11.522 UIS Research Seminar (Fall 2015) Discussion notes

 

Monday, October 5, 2015, Part 1

 

Examining the Spatial Effects of Government Housing Policy: A Case Study of Singapore

 

Discussion Leader: Jingsi Shaw

 

Policy makers and modelers have long recognized the importance of modeling urban travel and land use in an integrated fashion.  During the last few decades, efforts have been made to improve integrated urban models in such a way that the behavior of “agents” (such as households), including their residential location choices and workplace location choices, can be better modeled. Improvement in modeling residential mobility will allow planners and policy makers to gain more insights into the spatial patterns of neighborhood development and determine demand for public infrastructure and services, including the transportation system. However, few studies examine the long-term effect of government housing regulations on the spatial distribution of residents. This is important for policy makers and planners to examine unintended consequences of government regulation on housing markets after several cycles of changes of economic conditions and demographic shifts. My study uses Singapore as a case to investigate to what extend government intervention in public housing might affect the spatial pattern of different types of households.

 

I will introduce three papers that focus on two closely interconnected research areas: residential mobility and agent-based models for residential relocation choice. The first paper, written by Feijten and Mulder (2002), starts with the development of the theories on the relationship between household trajectories and moving behavior.  Along this line, they adopt a longitudinal perspective and try to answer the question, how does the timing of family events (such as marriage and births) affect the timing of moving. The second study (Wu and Birkin, 2013) uses microsimulation modeling to demonstrate the effects of adding demographic and life course events into the microsimulation. The third paper (Shaw and Ferreira, 2015) describes my current work on examining the long-term spatio-demographic consequence of government housing regulation in Singapore.
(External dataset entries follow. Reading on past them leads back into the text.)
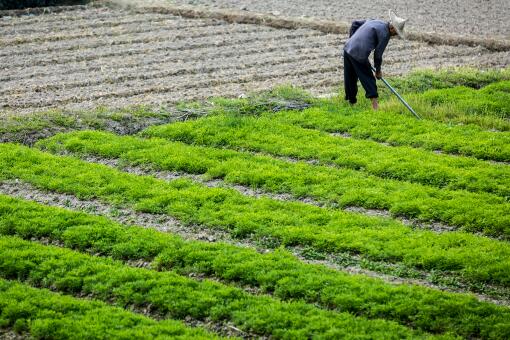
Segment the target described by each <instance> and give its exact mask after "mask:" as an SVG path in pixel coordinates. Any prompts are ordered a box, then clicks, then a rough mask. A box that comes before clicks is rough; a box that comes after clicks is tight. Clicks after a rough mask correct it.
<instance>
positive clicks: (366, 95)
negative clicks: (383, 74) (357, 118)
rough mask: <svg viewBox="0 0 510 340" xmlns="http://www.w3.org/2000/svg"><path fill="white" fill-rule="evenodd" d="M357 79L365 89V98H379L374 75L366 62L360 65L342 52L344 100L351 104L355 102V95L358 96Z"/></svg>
mask: <svg viewBox="0 0 510 340" xmlns="http://www.w3.org/2000/svg"><path fill="white" fill-rule="evenodd" d="M358 79H359V80H360V82H361V85H362V86H363V88H364V89H365V97H367V98H377V97H379V95H378V93H377V84H376V82H375V77H374V73H373V72H372V69H371V67H370V63H369V62H368V60H367V62H366V64H364V63H360V62H359V61H357V60H356V59H354V58H353V57H351V56H350V55H349V54H347V52H345V51H344V85H345V100H348V101H349V102H350V103H352V104H355V103H356V102H357V99H356V95H357V94H358Z"/></svg>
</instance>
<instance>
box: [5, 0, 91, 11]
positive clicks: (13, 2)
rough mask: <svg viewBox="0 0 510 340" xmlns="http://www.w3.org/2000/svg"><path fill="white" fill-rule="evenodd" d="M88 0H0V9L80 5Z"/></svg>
mask: <svg viewBox="0 0 510 340" xmlns="http://www.w3.org/2000/svg"><path fill="white" fill-rule="evenodd" d="M89 1H90V0H0V10H6V9H23V8H28V7H47V6H62V5H82V4H86V3H87V2H89Z"/></svg>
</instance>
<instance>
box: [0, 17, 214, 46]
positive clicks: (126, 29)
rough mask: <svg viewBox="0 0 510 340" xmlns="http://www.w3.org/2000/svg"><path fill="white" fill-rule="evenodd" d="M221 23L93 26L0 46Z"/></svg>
mask: <svg viewBox="0 0 510 340" xmlns="http://www.w3.org/2000/svg"><path fill="white" fill-rule="evenodd" d="M220 25H223V23H221V22H219V21H216V22H214V21H205V22H201V23H196V24H195V23H187V24H185V23H183V22H180V20H175V19H163V20H160V21H157V22H153V21H144V22H134V23H130V24H126V25H124V26H120V25H117V26H116V28H112V27H100V28H97V27H95V26H91V27H88V28H87V29H79V30H73V31H65V32H62V31H60V32H49V33H48V32H44V33H42V34H33V35H29V36H26V37H14V38H9V39H2V40H0V46H16V47H19V48H22V47H23V46H22V45H30V46H34V45H35V44H46V43H52V42H57V41H65V40H75V39H84V38H101V39H104V38H106V37H121V36H124V35H130V34H138V33H146V32H151V31H153V30H167V29H172V30H182V29H188V28H198V27H208V26H220Z"/></svg>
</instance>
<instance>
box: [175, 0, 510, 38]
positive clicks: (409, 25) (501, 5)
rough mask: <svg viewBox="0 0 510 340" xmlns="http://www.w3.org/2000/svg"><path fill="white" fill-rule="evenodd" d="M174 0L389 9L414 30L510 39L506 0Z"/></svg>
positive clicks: (309, 10)
mask: <svg viewBox="0 0 510 340" xmlns="http://www.w3.org/2000/svg"><path fill="white" fill-rule="evenodd" d="M171 2H172V3H174V4H182V5H201V6H207V7H212V8H228V9H238V10H245V11H253V12H259V13H270V14H273V15H277V16H278V15H284V16H294V17H312V18H318V19H329V20H338V21H343V22H351V21H353V20H355V19H364V18H375V19H383V20H388V17H387V13H388V9H393V10H395V11H396V12H397V13H398V14H399V15H400V16H402V17H405V18H409V22H408V24H407V25H408V27H409V28H410V29H412V30H414V31H420V32H435V33H444V34H459V35H464V36H472V37H487V38H499V39H506V40H510V26H509V25H508V21H509V20H510V2H509V1H507V0H489V1H480V0H453V1H444V0H430V1H427V2H426V3H424V2H423V1H418V0H391V1H390V0H375V1H357V0H341V1H338V0H314V1H307V0H285V1H267V0H172V1H171Z"/></svg>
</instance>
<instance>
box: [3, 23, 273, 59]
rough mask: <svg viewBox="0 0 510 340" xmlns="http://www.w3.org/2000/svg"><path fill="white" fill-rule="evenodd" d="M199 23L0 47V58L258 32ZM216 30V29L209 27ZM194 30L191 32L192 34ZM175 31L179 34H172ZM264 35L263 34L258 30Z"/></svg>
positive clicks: (139, 29) (256, 28)
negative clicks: (120, 32) (197, 26)
mask: <svg viewBox="0 0 510 340" xmlns="http://www.w3.org/2000/svg"><path fill="white" fill-rule="evenodd" d="M201 24H202V23H198V22H194V23H189V24H181V23H179V25H177V26H175V27H169V28H166V29H162V28H160V29H158V30H152V29H145V30H144V29H142V28H140V29H139V33H137V32H134V33H127V34H120V35H118V36H113V38H112V37H110V38H107V39H106V38H105V39H98V37H84V38H73V39H66V40H58V41H50V42H47V43H42V44H41V43H29V44H22V45H11V46H9V47H3V48H2V53H1V54H0V56H1V57H5V56H10V57H13V56H23V55H27V54H28V55H31V54H38V53H39V54H40V53H49V52H60V51H69V50H77V49H80V50H82V49H86V48H99V47H103V46H114V45H125V44H132V43H142V42H143V43H150V42H153V41H165V40H169V41H174V40H182V39H191V38H193V37H201V36H215V35H221V34H234V33H237V32H258V31H259V30H258V28H257V26H249V25H244V26H241V25H239V26H238V25H219V26H217V25H216V24H213V23H209V24H208V23H204V25H203V26H202V27H196V28H195V26H200V25H201ZM209 26H217V27H209ZM191 28H193V30H191ZM173 31H177V32H178V33H177V34H175V33H171V32H173ZM261 31H264V30H261Z"/></svg>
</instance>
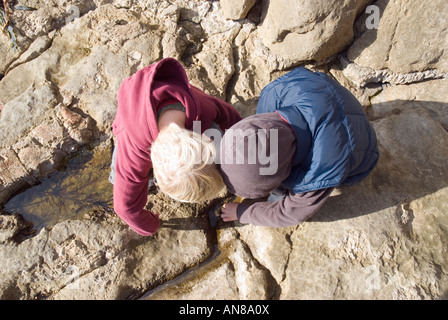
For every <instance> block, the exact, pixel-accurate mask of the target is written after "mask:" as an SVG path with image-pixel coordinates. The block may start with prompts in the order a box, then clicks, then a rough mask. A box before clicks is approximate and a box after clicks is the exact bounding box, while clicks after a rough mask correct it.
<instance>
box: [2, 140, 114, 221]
mask: <svg viewBox="0 0 448 320" xmlns="http://www.w3.org/2000/svg"><path fill="white" fill-rule="evenodd" d="M110 159H111V150H110V148H109V147H104V146H99V147H96V148H95V149H93V150H84V151H82V152H81V153H80V154H79V155H77V156H76V157H74V158H72V159H70V160H69V161H68V163H67V166H66V168H65V169H64V170H63V171H59V172H56V173H54V174H52V175H51V176H50V177H48V178H47V179H45V180H43V181H42V182H41V183H40V184H38V185H35V186H33V187H31V188H29V189H27V190H26V191H24V192H23V193H20V194H18V195H16V196H15V197H14V198H12V199H11V200H10V201H9V202H8V203H6V205H5V207H4V209H5V211H6V212H8V213H18V214H21V215H22V216H23V218H24V219H25V220H28V221H30V222H32V223H33V225H34V229H36V230H40V229H42V228H43V227H45V226H53V225H55V224H56V223H58V222H61V221H64V220H68V219H76V218H80V217H82V216H83V215H84V214H86V213H88V212H92V211H94V210H106V211H113V209H112V203H113V201H112V196H113V186H112V185H111V184H110V183H109V181H108V176H109V171H110V168H109V166H110Z"/></svg>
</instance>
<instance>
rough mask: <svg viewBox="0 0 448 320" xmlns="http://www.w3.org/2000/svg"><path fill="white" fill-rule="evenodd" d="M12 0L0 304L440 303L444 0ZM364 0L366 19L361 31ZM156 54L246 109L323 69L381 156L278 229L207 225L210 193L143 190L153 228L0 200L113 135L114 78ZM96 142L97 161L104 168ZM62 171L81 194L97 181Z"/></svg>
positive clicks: (0, 96) (74, 210)
mask: <svg viewBox="0 0 448 320" xmlns="http://www.w3.org/2000/svg"><path fill="white" fill-rule="evenodd" d="M16 2H17V5H27V6H30V7H34V8H36V9H37V10H35V11H20V10H17V11H15V12H14V13H13V16H12V20H11V21H12V24H13V26H14V28H16V30H17V36H18V38H17V40H18V42H19V43H18V45H19V46H18V51H17V52H13V51H12V50H11V47H10V42H9V41H8V39H7V38H6V37H3V36H2V38H1V39H0V54H1V56H2V57H3V58H4V59H2V61H0V73H1V75H0V210H1V214H2V215H0V242H1V245H0V298H2V299H138V298H140V297H144V298H148V299H243V300H244V299H446V298H447V296H446V293H447V292H448V282H447V279H448V277H447V274H448V260H447V257H448V252H447V249H446V248H448V237H447V233H446V225H447V224H448V221H447V217H448V216H447V212H448V208H447V198H448V181H447V177H448V172H447V170H448V169H447V167H446V165H445V163H446V159H447V157H448V147H447V145H446V141H447V140H448V136H447V128H448V119H447V112H446V111H447V102H448V101H447V98H446V92H447V90H448V88H447V82H446V78H447V73H448V71H447V66H446V61H447V59H446V57H445V55H446V52H445V51H446V50H445V51H444V48H446V47H447V43H446V39H447V38H448V37H446V29H447V28H446V19H445V17H444V16H443V14H444V12H446V9H447V7H446V6H447V5H446V1H442V0H437V1H433V2H430V3H426V2H425V3H420V2H418V1H412V0H406V1H401V2H398V1H386V0H384V1H383V0H378V1H375V2H372V1H368V0H362V1H355V0H344V1H336V0H332V1H326V2H325V3H324V2H322V1H311V0H300V1H286V0H276V1H274V0H272V1H259V2H258V3H257V4H255V5H254V1H229V0H227V1H225V0H221V1H220V2H218V1H200V0H197V1H187V0H174V1H168V0H160V1H149V0H145V1H133V0H118V1H109V0H104V1H103V0H76V1H65V0H51V1H47V2H45V3H44V2H42V1H37V0H29V1H28V0H27V1H22V0H19V1H16ZM368 4H372V5H374V6H377V7H378V8H379V9H380V13H381V16H380V23H379V29H367V26H366V21H367V19H368V18H371V17H370V16H369V13H362V12H363V11H364V10H365V7H366V6H367V5H368ZM252 6H256V7H252ZM251 7H252V9H251ZM229 8H230V9H232V10H228V9H229ZM249 10H250V14H247V12H248V11H249ZM258 14H259V16H257V15H258ZM357 17H358V19H356V18H357ZM228 18H230V19H228ZM355 20H356V21H355ZM354 21H355V22H354ZM423 22H424V23H423ZM354 25H355V32H354V30H353V28H354ZM353 39H354V42H353V44H351V42H352V40H353ZM336 54H338V55H337V57H336V56H335V55H336ZM163 57H175V58H176V59H178V60H179V61H180V62H181V63H182V64H183V65H184V66H185V68H186V71H187V74H188V77H189V79H190V82H191V83H192V84H193V85H196V86H198V87H199V88H200V89H202V90H204V91H206V92H208V93H210V94H212V95H214V96H217V97H220V98H222V99H225V100H227V101H228V102H230V103H232V104H233V105H234V106H235V107H236V108H237V109H238V111H239V112H240V113H241V115H243V116H248V115H251V114H253V113H254V112H255V108H256V105H257V101H258V97H259V95H260V92H261V90H262V89H263V88H264V86H266V85H267V84H268V83H269V82H270V81H272V80H274V79H276V78H277V77H279V76H281V75H283V74H285V73H286V72H287V71H288V70H290V69H291V68H292V67H293V66H296V65H304V64H307V66H308V67H309V68H311V69H317V68H319V70H321V71H323V72H327V73H329V74H330V75H331V76H333V77H334V78H335V79H336V80H337V81H339V82H340V83H341V84H342V85H343V86H345V87H347V88H348V89H349V90H350V91H352V93H353V94H354V95H355V96H356V97H357V98H358V99H359V100H360V101H361V103H362V105H363V107H364V108H365V110H366V113H367V115H368V117H369V119H370V120H371V121H372V124H373V126H374V128H375V130H376V133H377V136H378V141H379V146H380V160H379V163H378V165H377V167H376V168H375V170H374V171H373V172H372V173H371V175H369V177H367V178H366V179H365V180H364V181H363V182H362V183H360V184H358V185H356V186H353V187H350V188H340V189H337V190H336V191H335V192H334V193H333V194H332V196H331V197H330V198H329V200H328V201H327V202H326V204H325V205H324V206H323V207H322V208H321V210H320V211H319V212H318V213H317V214H316V215H315V216H314V217H313V218H312V219H311V220H309V221H307V222H305V223H303V224H301V225H299V226H293V227H289V228H281V229H274V228H263V227H255V226H250V225H241V224H239V223H223V222H222V221H221V222H218V224H217V226H216V227H211V226H210V224H209V222H208V217H207V213H208V211H209V210H210V208H212V207H214V206H215V205H217V204H219V203H221V202H222V201H223V199H216V200H214V201H212V202H210V203H204V204H197V205H192V204H185V203H179V202H176V201H173V200H171V199H169V198H168V197H166V196H164V195H163V194H160V193H157V192H156V189H155V188H154V189H151V190H150V194H149V196H148V204H147V209H148V210H151V211H153V212H156V213H159V214H160V218H161V222H162V223H161V228H160V229H159V231H158V232H157V234H156V235H154V236H152V237H142V236H139V235H137V234H136V233H135V232H133V231H132V230H130V229H129V227H128V226H126V225H125V224H124V222H123V221H121V219H120V218H119V217H117V216H116V215H115V214H114V213H113V212H112V211H113V210H112V209H111V208H109V207H108V206H101V204H100V205H95V206H93V205H92V206H89V205H88V206H87V209H86V208H85V207H84V208H83V209H84V210H87V213H86V214H85V215H84V216H77V215H76V212H78V211H79V208H76V206H74V207H73V209H72V210H73V211H74V213H73V216H72V217H70V218H61V219H60V220H58V221H57V222H54V223H49V224H48V225H46V226H44V227H43V228H41V229H39V228H36V226H32V225H30V223H29V222H28V221H26V220H24V219H22V218H21V212H16V213H14V214H11V213H12V212H4V211H6V208H9V206H8V205H7V204H6V201H8V200H9V199H10V198H11V197H12V196H14V195H15V194H16V193H17V192H19V191H21V190H23V189H24V188H26V187H29V186H31V185H33V184H36V183H38V182H41V181H42V179H45V178H48V177H50V175H51V174H54V173H55V170H59V169H62V168H63V167H64V164H65V163H66V161H67V159H68V158H70V157H72V156H74V155H76V154H78V153H79V152H81V151H82V150H83V149H82V148H83V146H85V145H90V146H91V147H94V146H98V145H99V146H101V145H102V144H103V143H104V142H105V141H112V139H111V138H112V134H111V129H110V126H111V124H112V121H113V119H114V116H115V112H116V108H117V102H116V94H117V91H118V89H119V87H120V85H121V83H122V81H123V80H124V79H125V78H127V77H129V76H131V75H132V74H134V73H135V72H136V71H137V70H139V69H141V68H144V67H146V66H147V65H149V64H151V63H153V62H156V61H158V60H159V59H161V58H163ZM96 148H99V147H96ZM109 153H110V152H107V151H106V152H102V153H98V154H100V155H101V156H100V157H99V158H98V159H96V158H95V161H99V162H101V166H100V167H101V168H102V170H108V166H109V164H110V157H109ZM83 154H85V153H83ZM94 154H97V153H94ZM55 176H57V174H54V176H51V177H50V178H53V177H55ZM101 176H102V177H104V179H103V180H106V179H107V178H106V177H107V174H102V175H101ZM95 177H96V176H95ZM91 178H92V177H91ZM48 180H50V179H48ZM48 180H47V181H48ZM75 180H77V179H76V174H73V177H72V179H69V180H68V183H69V184H74V185H75V186H74V188H73V189H75V190H79V189H80V188H83V189H84V190H85V191H86V192H97V191H99V190H100V189H101V188H98V186H99V185H100V184H101V185H102V186H103V185H104V183H107V181H101V182H95V181H94V179H93V178H92V179H89V180H88V182H87V184H89V185H88V186H87V185H85V186H83V185H82V184H85V183H86V182H81V181H75ZM44 182H45V181H44ZM61 183H62V182H61ZM97 183H98V184H97ZM76 184H80V185H76ZM44 185H46V184H45V183H42V184H40V186H44ZM109 187H110V186H109ZM91 190H93V191H91ZM28 191H30V192H31V191H33V190H31V189H30V190H28ZM44 194H45V192H44ZM24 195H25V194H24ZM46 195H47V198H50V197H52V196H54V194H52V193H51V192H47V193H46ZM103 197H106V198H107V199H105V201H106V202H107V203H110V202H111V201H112V199H111V198H110V195H109V193H107V195H106V193H104V195H103ZM11 203H12V201H11ZM56 206H57V205H56ZM70 206H71V205H70ZM70 206H67V207H70ZM43 207H44V208H45V210H48V212H49V214H55V212H58V209H59V208H57V207H52V206H51V205H48V206H43ZM70 208H71V207H70ZM67 210H70V209H67ZM22 214H23V215H25V212H22ZM83 214H84V211H83ZM37 219H39V217H37ZM217 288H219V289H217Z"/></svg>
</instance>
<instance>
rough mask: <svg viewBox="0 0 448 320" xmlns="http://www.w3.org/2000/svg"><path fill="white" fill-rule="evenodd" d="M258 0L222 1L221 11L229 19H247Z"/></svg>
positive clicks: (232, 19)
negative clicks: (252, 8)
mask: <svg viewBox="0 0 448 320" xmlns="http://www.w3.org/2000/svg"><path fill="white" fill-rule="evenodd" d="M255 1H256V0H244V1H235V0H220V1H219V4H220V5H221V10H222V12H223V15H224V17H226V18H227V19H232V20H238V19H242V18H244V17H246V15H247V13H248V12H249V10H250V9H251V8H252V6H253V5H254V4H255Z"/></svg>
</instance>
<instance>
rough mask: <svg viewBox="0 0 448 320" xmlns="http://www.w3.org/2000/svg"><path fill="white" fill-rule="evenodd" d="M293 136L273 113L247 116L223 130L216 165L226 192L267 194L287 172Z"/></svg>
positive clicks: (294, 137)
mask: <svg viewBox="0 0 448 320" xmlns="http://www.w3.org/2000/svg"><path fill="white" fill-rule="evenodd" d="M295 151H296V139H295V136H294V133H293V131H292V130H291V128H290V126H289V124H288V123H286V122H285V121H284V120H282V118H281V117H280V116H279V115H278V114H277V113H266V114H257V115H253V116H250V117H247V118H245V119H243V120H241V121H240V122H238V123H236V124H235V125H234V126H232V127H231V128H230V129H228V130H226V133H225V134H224V136H223V138H222V140H221V149H220V164H221V165H220V169H221V173H222V176H223V179H224V182H225V184H226V186H227V189H228V191H229V192H231V193H233V194H235V195H237V196H240V197H244V198H252V199H254V198H261V197H265V196H268V195H269V194H270V193H271V192H272V191H273V190H274V189H276V188H277V187H278V186H280V185H281V183H282V181H283V180H284V179H285V178H286V177H288V175H289V174H290V172H291V164H292V160H293V157H294V154H295Z"/></svg>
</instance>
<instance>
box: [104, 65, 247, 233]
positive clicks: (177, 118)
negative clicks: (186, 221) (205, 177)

By examining the recent census data, we can observe an interesting spatial pattern: young children are disproportionately clustered in the peripheral area whereas the elderly are concentrated in the central region. Evidence shows that this phenomenon could be a mixed effect of market and government forces. The goal of our further study is to see the extent to which government housing policies could accelerate (or slow down) the formation of demographic clusters and the persistency of such spatio-demographic phenomenon.  Toward this end, I will demonstrate how to use a type of cohort-survival model to examine the long-term spatial and demographic effects of government housing regulation. For people who want to have a deeper understanding of the interplay between life cycle events and housing choices, please refer to the additional reading (by Kulu and Steele).

 

Reading

 

Feijten, Peteke and Clara Mulder. 2010. The Timing of Household Events and Housing Events in the Netherlands: A Longitudinal Perspective. Housing Studies. 17(5): 733-792.

 

Wu, Belinda and M. Birkin. 2013. Moses: A Dynamic Spatial Microsimulation Model for Demographic Planning. Spatial Microsimulation: A Reference Guide for Users, Chapter 11 in Understanding Population Trends and Processes (Eds, R. Tanton and K.L. Edwards). Springer.

 

Shaw, Jingsi and J. Ferreira. 2015. Examining the Long-term Effect of Government Housing Regulations on Spatial Distribution of Residents: A Case Study of Singapore. Proceeding of the14th International Conference on Computers in Urban Planning and Urban Management (CUPUM). July 7-10, Cambridge, USA.

 

 

Optional Additional Reading

 

Kulu, Hill and F. Steele. Interrelationships Between Childbearing and Housing Transitions in the Family Life Course. Demography. 50(5): 1687-1714.

 

Discussion Questions

 

1.      Given the interrelationships between household events and households’ housing choices, what do you think as a modeler and/or planner we could consider doing to improve our understanding of the ways in which housing regulations impact such relationships?

 

2.      Traditional land use and transportation interaction models take the population as exogenously specified input.  They do not explicitly consider family formation, birth rates, and other changes to the demographic process. For what kind of planning decision-making do you think it would be especially important to pay more attention to the demographic change process?

 

3.       One way to account for lifecycle and demographic changes within microsimulation models is to add historical information to the categories into which families are placed.  Of course it is easy to add so much history that we explode the number of different household categories.  What minimal amount of differentiation would be most useful when simulating the timing and residential relocation choices of households?